POSPAPUA

Ikuti perkembangan terkini Indonesia di lapangan dengan berita berbasis fakta PosPapusa, cuplikan video eksklusif, foto, dan peta terbaru.

K-Pop mungkin tidak akan mendapatkan kelas Grammy sendiri

Grammy menambahkan kategori dari waktu ke waktu. Faktanya, pada 30 April, Recording Academy mengumumkan bahwa mereka akan menambahkan dua kategori baru ke Penghargaan Grammy Tahunan ke-64: Penampilan Musik Internasional Terbaik dan Album Musik Urbana Terbaik. Ini membuat jumlah kelas Grammy menjadi 86.

“Menurut saya, K-pop benar-benar dimulai pada 1990-an,” kata Bill Freemuth, Senior Awards Officer di Recording Academy. Mereka mengambil apa yang populer pada masa itu [such as R&B and bubblegum pop] Dan menjadikannya milik mereka. “

Tahun lalu, Akademi hanya menerima 14 entri dari K-pop, yang menyumbang kurang dari 1,5% permintaan di bidang pop.

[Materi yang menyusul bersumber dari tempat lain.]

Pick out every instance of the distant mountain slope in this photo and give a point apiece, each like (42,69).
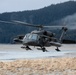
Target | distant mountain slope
(53,14)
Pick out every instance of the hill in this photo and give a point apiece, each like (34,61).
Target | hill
(52,14)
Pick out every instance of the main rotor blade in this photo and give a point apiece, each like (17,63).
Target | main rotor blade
(7,22)
(27,24)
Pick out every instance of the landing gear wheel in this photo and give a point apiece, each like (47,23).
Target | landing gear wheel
(28,48)
(44,49)
(57,49)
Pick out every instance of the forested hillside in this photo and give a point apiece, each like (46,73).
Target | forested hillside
(52,14)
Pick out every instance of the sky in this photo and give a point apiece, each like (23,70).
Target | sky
(21,5)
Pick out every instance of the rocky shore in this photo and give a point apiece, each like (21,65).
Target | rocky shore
(44,66)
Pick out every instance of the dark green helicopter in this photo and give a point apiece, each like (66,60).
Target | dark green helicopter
(41,38)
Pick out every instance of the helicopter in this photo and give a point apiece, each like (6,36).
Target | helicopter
(40,38)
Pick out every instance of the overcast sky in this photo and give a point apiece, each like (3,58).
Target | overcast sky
(20,5)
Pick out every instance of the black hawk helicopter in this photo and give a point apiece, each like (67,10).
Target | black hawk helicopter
(40,38)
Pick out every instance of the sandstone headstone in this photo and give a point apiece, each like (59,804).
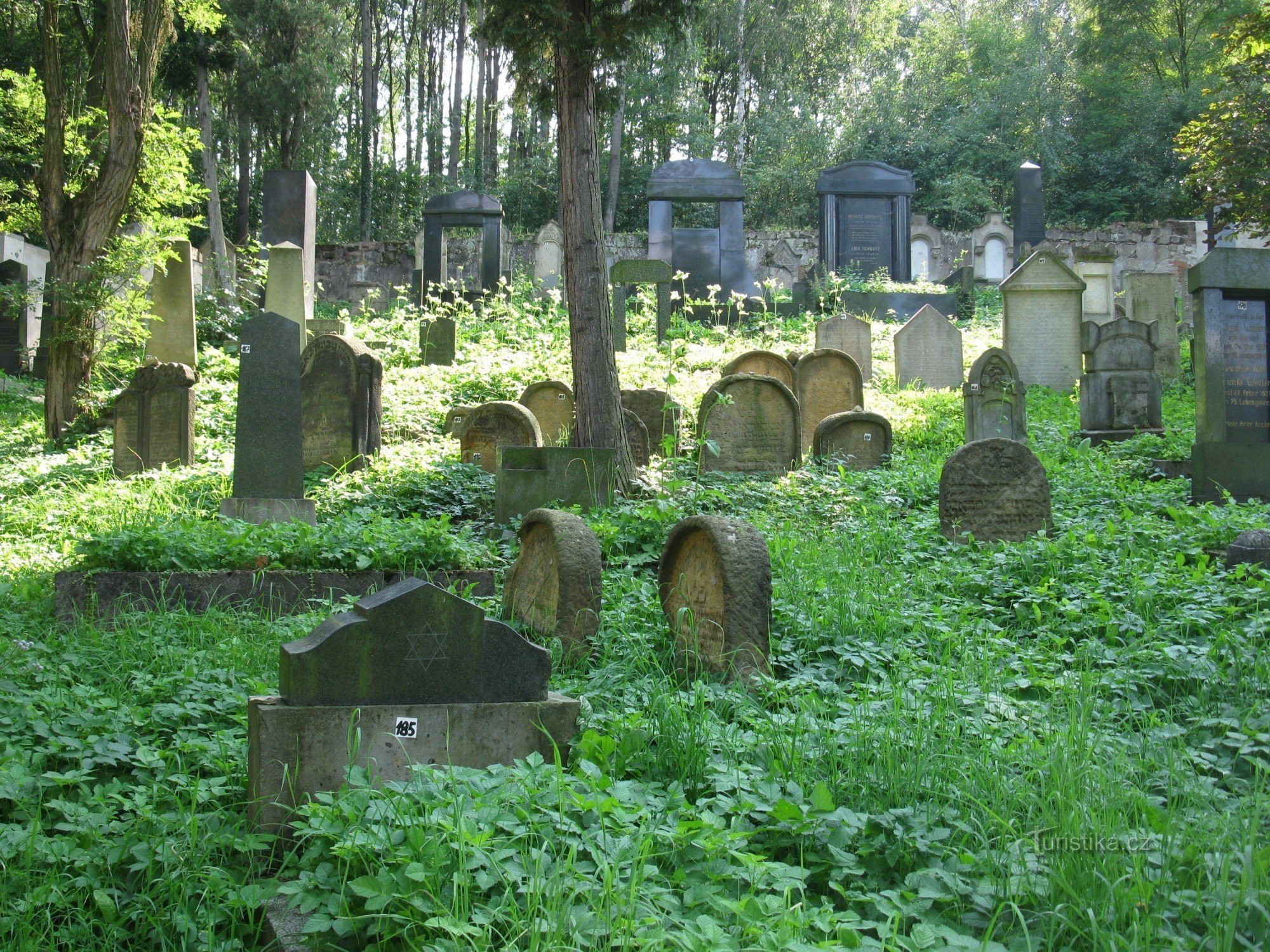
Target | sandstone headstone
(759,431)
(995,399)
(552,404)
(340,385)
(556,585)
(154,420)
(995,491)
(497,425)
(716,585)
(826,383)
(857,440)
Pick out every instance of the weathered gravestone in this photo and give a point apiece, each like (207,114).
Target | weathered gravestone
(826,383)
(756,431)
(172,305)
(269,442)
(1121,394)
(422,675)
(154,420)
(556,585)
(552,404)
(929,350)
(763,362)
(497,425)
(850,336)
(1041,322)
(662,418)
(341,383)
(858,440)
(995,399)
(438,341)
(716,585)
(995,491)
(1230,293)
(533,478)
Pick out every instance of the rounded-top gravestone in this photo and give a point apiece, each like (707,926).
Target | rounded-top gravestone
(716,585)
(995,491)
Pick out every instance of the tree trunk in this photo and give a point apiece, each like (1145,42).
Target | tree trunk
(591,334)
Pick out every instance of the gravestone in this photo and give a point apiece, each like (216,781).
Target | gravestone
(1121,394)
(642,271)
(534,478)
(929,350)
(1028,213)
(995,491)
(172,305)
(850,336)
(269,441)
(763,362)
(866,219)
(556,585)
(552,404)
(154,420)
(995,399)
(662,418)
(826,383)
(759,431)
(497,425)
(716,586)
(1041,322)
(424,676)
(858,440)
(438,341)
(1230,293)
(1154,298)
(341,383)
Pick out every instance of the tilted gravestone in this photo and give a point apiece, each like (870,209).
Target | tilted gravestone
(552,404)
(761,362)
(826,383)
(995,491)
(154,420)
(497,425)
(995,399)
(850,336)
(716,586)
(269,442)
(556,585)
(662,418)
(929,350)
(341,383)
(1121,393)
(422,675)
(858,440)
(758,430)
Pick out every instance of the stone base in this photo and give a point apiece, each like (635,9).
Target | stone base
(262,511)
(298,752)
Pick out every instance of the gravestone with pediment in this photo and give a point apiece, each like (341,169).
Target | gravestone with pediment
(1041,324)
(995,399)
(422,675)
(758,430)
(154,420)
(341,384)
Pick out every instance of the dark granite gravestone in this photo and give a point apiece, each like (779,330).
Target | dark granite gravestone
(707,256)
(1028,213)
(866,219)
(995,399)
(269,444)
(995,491)
(154,420)
(340,390)
(1230,296)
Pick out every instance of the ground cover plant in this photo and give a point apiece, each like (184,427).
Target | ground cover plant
(1055,744)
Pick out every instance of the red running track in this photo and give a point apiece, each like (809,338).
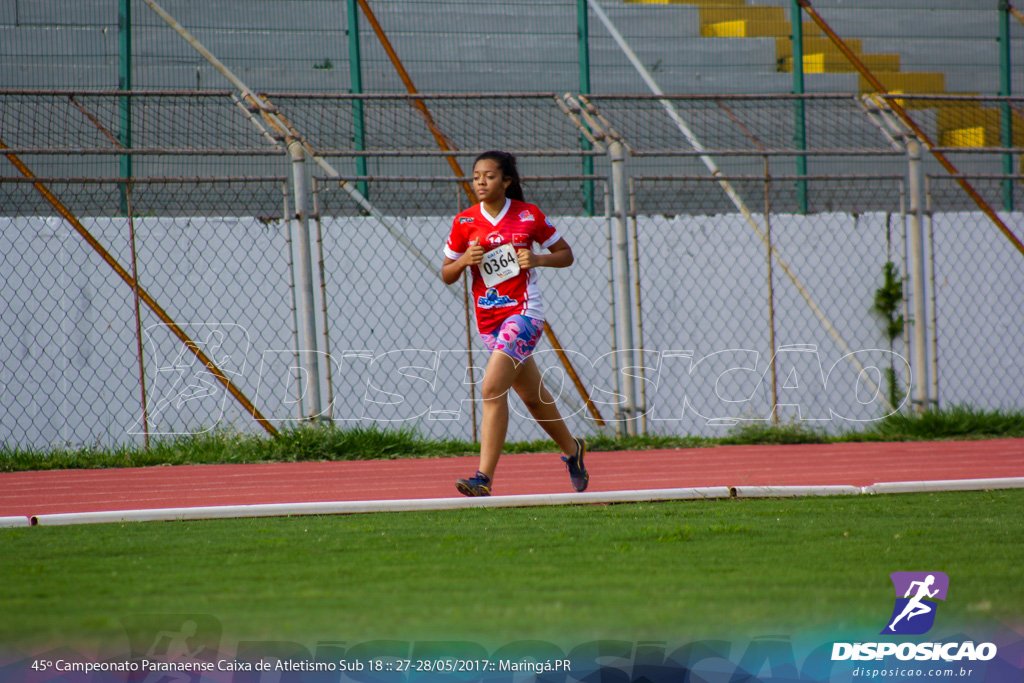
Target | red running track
(27,494)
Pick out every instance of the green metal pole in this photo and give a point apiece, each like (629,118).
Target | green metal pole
(124,84)
(355,75)
(1007,132)
(800,123)
(583,42)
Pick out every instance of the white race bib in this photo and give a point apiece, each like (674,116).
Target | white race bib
(499,264)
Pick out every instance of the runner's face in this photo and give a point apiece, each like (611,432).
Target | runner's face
(488,181)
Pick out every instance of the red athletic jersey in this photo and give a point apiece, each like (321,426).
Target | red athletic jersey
(520,224)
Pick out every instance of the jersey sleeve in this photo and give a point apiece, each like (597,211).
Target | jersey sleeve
(547,233)
(456,245)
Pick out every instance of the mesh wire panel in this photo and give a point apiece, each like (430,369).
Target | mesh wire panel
(212,198)
(709,311)
(510,45)
(387,306)
(72,374)
(975,318)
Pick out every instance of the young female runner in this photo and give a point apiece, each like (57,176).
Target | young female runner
(494,239)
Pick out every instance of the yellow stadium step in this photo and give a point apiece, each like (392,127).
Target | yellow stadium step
(971,125)
(821,56)
(700,3)
(748,22)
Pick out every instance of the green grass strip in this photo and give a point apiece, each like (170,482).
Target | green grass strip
(334,443)
(658,570)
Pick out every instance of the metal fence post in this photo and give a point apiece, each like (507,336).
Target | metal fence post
(298,156)
(1007,121)
(124,84)
(355,78)
(583,45)
(800,120)
(621,250)
(915,186)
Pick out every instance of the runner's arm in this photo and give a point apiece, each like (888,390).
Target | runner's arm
(559,256)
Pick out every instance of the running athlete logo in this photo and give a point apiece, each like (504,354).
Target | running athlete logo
(914,611)
(491,299)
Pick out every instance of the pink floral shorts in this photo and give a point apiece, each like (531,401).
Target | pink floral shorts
(515,337)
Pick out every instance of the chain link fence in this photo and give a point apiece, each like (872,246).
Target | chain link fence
(716,297)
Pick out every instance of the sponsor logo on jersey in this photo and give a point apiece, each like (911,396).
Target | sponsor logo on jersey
(492,299)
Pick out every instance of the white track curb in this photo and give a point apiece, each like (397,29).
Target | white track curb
(354,507)
(594,498)
(791,492)
(947,484)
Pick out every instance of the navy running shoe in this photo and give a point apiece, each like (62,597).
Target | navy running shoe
(478,484)
(578,471)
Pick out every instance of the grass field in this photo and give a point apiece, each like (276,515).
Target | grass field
(331,443)
(491,575)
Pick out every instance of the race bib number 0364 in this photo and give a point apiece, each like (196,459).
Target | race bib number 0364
(499,264)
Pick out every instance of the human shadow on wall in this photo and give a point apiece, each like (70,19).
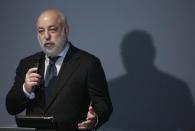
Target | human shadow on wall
(145,98)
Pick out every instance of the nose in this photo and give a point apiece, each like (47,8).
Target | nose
(47,35)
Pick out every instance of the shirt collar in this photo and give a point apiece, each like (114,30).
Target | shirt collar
(63,53)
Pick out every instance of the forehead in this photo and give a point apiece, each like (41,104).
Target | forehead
(48,19)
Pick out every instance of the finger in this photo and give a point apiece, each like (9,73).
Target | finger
(84,125)
(91,110)
(33,83)
(34,75)
(33,79)
(31,70)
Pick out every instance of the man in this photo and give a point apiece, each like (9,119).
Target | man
(76,91)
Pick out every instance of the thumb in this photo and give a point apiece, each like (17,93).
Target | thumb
(91,110)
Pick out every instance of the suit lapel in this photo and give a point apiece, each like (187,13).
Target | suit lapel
(69,65)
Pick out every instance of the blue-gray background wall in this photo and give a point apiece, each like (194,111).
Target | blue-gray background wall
(147,49)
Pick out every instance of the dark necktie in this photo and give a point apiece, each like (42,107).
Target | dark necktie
(50,77)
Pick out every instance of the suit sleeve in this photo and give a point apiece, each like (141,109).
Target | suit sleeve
(16,100)
(98,91)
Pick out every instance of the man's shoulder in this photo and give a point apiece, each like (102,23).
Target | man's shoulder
(86,56)
(33,57)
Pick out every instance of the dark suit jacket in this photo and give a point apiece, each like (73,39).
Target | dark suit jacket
(81,81)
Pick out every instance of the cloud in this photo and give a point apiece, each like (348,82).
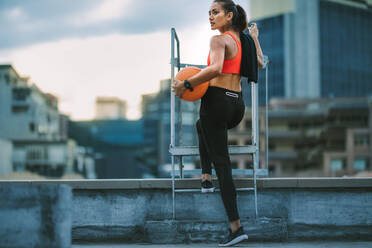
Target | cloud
(28,22)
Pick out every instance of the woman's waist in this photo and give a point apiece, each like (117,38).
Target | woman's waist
(227,81)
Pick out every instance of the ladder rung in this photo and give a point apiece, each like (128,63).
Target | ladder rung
(187,65)
(244,172)
(194,150)
(216,190)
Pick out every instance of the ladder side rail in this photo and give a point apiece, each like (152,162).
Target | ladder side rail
(255,138)
(172,110)
(266,62)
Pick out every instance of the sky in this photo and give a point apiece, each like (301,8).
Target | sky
(78,50)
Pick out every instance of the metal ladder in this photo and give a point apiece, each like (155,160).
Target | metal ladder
(180,151)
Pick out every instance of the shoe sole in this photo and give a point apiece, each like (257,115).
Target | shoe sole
(235,241)
(204,190)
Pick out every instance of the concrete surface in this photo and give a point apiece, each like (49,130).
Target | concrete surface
(140,211)
(250,245)
(35,216)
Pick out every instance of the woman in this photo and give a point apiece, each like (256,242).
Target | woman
(222,106)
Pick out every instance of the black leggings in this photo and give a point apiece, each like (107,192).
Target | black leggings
(220,110)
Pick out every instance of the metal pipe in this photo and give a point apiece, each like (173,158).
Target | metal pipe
(267,113)
(173,36)
(255,132)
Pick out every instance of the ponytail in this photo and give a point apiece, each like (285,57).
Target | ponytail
(239,21)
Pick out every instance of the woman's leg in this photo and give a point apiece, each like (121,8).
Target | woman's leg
(206,163)
(216,144)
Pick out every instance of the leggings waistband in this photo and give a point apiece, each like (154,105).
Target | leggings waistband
(225,91)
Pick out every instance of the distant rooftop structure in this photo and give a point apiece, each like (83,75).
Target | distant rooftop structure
(110,108)
(267,8)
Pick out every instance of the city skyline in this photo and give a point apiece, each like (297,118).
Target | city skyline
(78,51)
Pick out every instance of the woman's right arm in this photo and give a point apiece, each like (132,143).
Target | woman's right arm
(253,30)
(217,56)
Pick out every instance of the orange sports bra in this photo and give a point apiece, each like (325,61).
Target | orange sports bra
(231,65)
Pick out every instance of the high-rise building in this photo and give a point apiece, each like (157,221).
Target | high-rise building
(110,108)
(317,48)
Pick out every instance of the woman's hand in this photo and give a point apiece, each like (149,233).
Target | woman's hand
(253,30)
(178,87)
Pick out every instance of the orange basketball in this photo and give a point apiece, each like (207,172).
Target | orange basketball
(198,91)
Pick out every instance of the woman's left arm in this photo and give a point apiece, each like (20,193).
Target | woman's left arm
(217,54)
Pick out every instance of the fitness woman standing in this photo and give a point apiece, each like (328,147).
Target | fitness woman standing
(222,106)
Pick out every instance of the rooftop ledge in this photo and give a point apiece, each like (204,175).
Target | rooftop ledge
(194,183)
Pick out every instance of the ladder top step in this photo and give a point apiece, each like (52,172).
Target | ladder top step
(243,172)
(194,150)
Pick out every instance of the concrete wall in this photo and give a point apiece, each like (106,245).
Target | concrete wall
(35,215)
(140,211)
(289,209)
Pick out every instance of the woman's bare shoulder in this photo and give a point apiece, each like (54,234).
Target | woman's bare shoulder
(218,40)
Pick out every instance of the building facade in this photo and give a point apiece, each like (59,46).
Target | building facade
(110,108)
(317,48)
(33,128)
(311,137)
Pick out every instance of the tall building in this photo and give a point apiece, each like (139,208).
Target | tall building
(311,137)
(110,108)
(317,48)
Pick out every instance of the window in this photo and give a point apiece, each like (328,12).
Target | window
(361,140)
(360,164)
(20,94)
(248,124)
(337,164)
(234,165)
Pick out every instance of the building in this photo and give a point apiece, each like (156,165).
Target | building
(116,144)
(6,148)
(26,112)
(33,132)
(317,49)
(110,108)
(156,118)
(311,137)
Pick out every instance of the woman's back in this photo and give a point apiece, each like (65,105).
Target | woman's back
(230,80)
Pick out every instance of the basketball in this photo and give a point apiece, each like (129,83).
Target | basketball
(198,91)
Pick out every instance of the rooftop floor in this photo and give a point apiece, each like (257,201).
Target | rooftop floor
(322,244)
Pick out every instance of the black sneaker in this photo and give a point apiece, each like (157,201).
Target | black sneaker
(207,187)
(234,238)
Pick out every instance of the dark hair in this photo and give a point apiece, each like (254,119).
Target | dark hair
(239,21)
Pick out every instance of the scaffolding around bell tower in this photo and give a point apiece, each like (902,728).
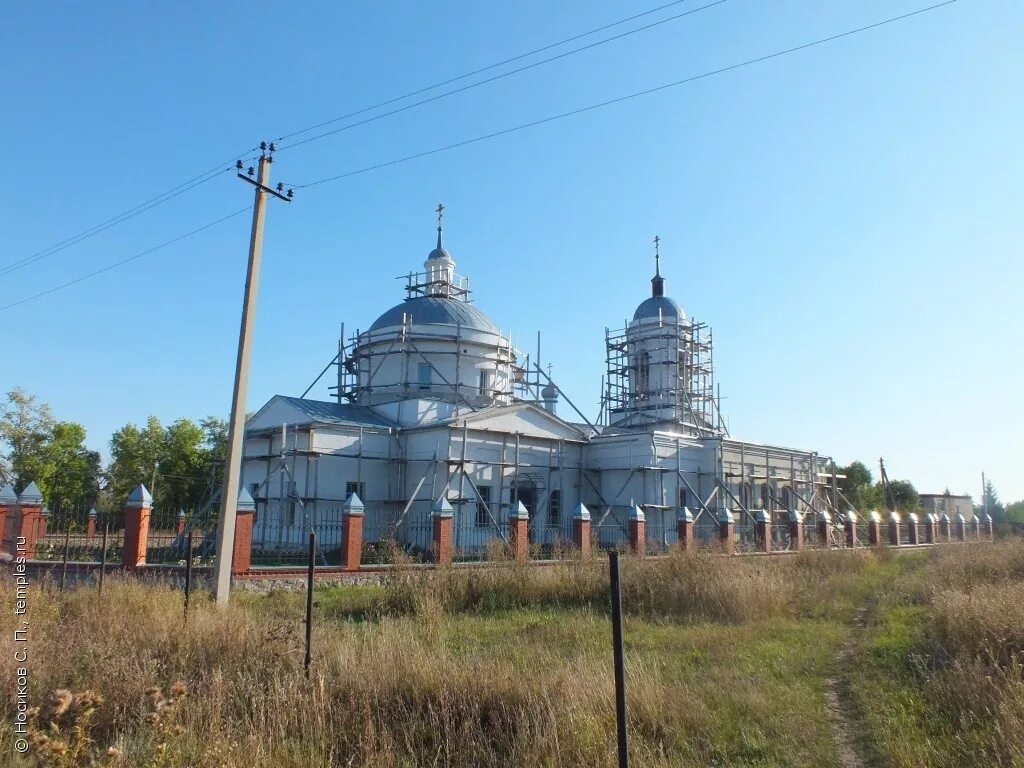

“Apa yang kami dengar dari komunitas adalah bahwa mereka menganggap apa yang mereka buat sebagai musik pop,” kata Freimuth. “Beberapa orang berpendapat itu musik pop dari Korea.”

Musik Korea sangat luas dan beragam, dan sepertinya tidak pernah ada faktor yang terlihat dalam lagu K-pop yang benar-benar mendefinisikan musik Korea. Misalnya, meskipun “Dynamite” K-pop adalah laki-laki, itu sepenuhnya dinyanyikan dalam bahasa Inggris. Ini kemungkinan besar memainkan peran besar dalam membuat lagu itu menjadi hit di Amerika. Selain itu, lagu tersebut memiliki ciri pop, yang membenarkan untuk diretas di bidang pop.

Proses umum [of adding a category] Kata Fremouth. Setiap tahun, pada batas waktu 1 Maret, Akademi menerima proposal dari komunitas musik. Proposal ini – yang sering termasuk menambahkan kategori, merumuskan ulang / mendefinisikan kategori yang ada, dan mengubah proses penghargaan yang ada – diserahkan ke Komite Penghargaan dan Nominasi. Jika Komite A&N menyetujui sebuah proposal, itu diserahkan kepada Dewan Pengawas, yang akan memperdebatkan dan menyetujui perubahan yang diusulkan atau tidak.

READ  Apple Menyala Untuk Semua Umat Manusia Musim 4, Writers Guild Disarankan

Sebagai aturan umum, Akademi melihat potensi bidang yang terdiri dari 100 peserta untuk mendapatkan saran agar memiliki kesempatan yang kuat untuk menambahkannya. 14 postingan K-pop tahun lalu jauh dari angka itu.

Ketika ditanya apa yang akan dikatakan penggemar K-pop tentang menambahkan kategori penghargaan K-pop, mereka sangat antusias dengan ide tersebut.

“Itu [BTS] Penggemar BTS Katherine Giga telah menyuarakan nominasi Grammy, sebagai pencapaian bagi artis dan penggemar K-pop. “Bagi Grammy yang memiliki kategori K-pop mereka sendiri, ini akan menjadi kesempatan besar bagi artis Asia, secara umum, untuk menjadikannya arus utama secara lokal.”

“Saya pikir itu ide yang bagus,” kata Devin Flanagan, penggemar Blackpink. “Ini akan memungkinkan pengakuan – tidak hanya untuk tim raksasa, tetapi untuk artis yang kurang dikenal. Saya pikir untuk penggemar K-pop lama, ini akan membawa rasa bangga karena akan membawa pengakuan resmi yang tidak banyak dilihat oleh artis K-pop di Saya pikir itu juga akan menciptakan penggemar baru karena pertunjukan yang sedang berlangsung. Itu akan terjadi. Saya hanya berharap mereka tidak menganggapnya seperti hadiah pra-pertunjukan! ”

“[What I can say is that] “Kami ingin melihat lebih banyak,” kata Fremouth. “Kami menghargai pentingnya Grammy bagi mereka.”

Meskipun Recording Academy menghargai dan menghormati artis K-pop, tampaknya permintaan untuk kategorinya sendiri belum mencukupi. Sampai saat itu, K-pop akan terus merosot ke bidang pop, dan sebagian besar penggemar dapat berharap untuk mewakili lebih banyak K-pop dalam kategori pop dan umum di Grammy.